I've worked retail for a few different places over the holiday season, but the one that sticks in my mind the most happened 25 years ago, on December 26th, 1996. This isn't one of those times that "feels like only yesterday", but it damn sure doesn't feel like it was a quarter century ago. I was 16 years old and working for the Wal-Mart Supercenter in Hazleton, PA. I had just started working there in the fall, with most of my time being split between the front end registers, the customer service desk, and the Lawn & Garden department, which also served as the Christmas decoration department during the holiday season.

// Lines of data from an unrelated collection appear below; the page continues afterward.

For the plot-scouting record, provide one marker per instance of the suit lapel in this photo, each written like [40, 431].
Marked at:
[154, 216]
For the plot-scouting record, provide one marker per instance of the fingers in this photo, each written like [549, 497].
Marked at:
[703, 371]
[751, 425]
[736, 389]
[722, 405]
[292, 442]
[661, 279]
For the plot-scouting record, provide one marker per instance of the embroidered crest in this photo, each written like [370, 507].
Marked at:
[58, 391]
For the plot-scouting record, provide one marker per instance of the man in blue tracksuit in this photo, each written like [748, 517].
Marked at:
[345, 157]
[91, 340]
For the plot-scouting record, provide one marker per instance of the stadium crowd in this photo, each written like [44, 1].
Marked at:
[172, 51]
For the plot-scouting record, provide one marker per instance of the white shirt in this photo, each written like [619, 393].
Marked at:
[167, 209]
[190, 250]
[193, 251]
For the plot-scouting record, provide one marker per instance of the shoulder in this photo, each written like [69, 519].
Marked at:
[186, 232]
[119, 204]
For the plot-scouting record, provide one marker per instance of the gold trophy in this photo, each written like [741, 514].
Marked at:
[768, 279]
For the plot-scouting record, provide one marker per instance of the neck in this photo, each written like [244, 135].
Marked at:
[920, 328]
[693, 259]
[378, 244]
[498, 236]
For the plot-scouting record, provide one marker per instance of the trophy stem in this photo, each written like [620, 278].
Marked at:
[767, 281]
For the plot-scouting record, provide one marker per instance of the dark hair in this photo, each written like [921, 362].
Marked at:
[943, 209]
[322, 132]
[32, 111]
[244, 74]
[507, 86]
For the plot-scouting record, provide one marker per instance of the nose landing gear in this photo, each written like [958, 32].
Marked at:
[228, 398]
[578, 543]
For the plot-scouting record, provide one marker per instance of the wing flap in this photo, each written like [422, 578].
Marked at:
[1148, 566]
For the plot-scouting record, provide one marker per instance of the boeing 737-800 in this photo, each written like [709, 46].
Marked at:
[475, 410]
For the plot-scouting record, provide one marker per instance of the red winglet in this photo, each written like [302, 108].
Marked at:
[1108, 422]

On the day after Christmas, just about everybody who was register trained was working on the front end doing returns. We had all 30 registers open and at least a third of them were set up exclusively for returns, and that's where I was assigned for my shift. Wal-Mart had a very forgiving return policy back then, so we took back just about everything for a refund of either cash or store credit whether they had a receipt or not. I had a line of people who were returning items for eight hours nonstop, and we took back a ton of merchandise, including some things that I knew for a fact that we didn't sell. I'm pretty sure one guy just took a VHS tape that he had for years off of his shelf and brought it into the store for a full refund, but it fulfilled the policy requirements, so the dude walked away with a gift card for about $15 bucks.
With the increase in online shopping and the Omicron variant, they probably aren't nearly as busy with returns today as they were twenty five years ago, but it's one of the busiest days I've ever worked in my life.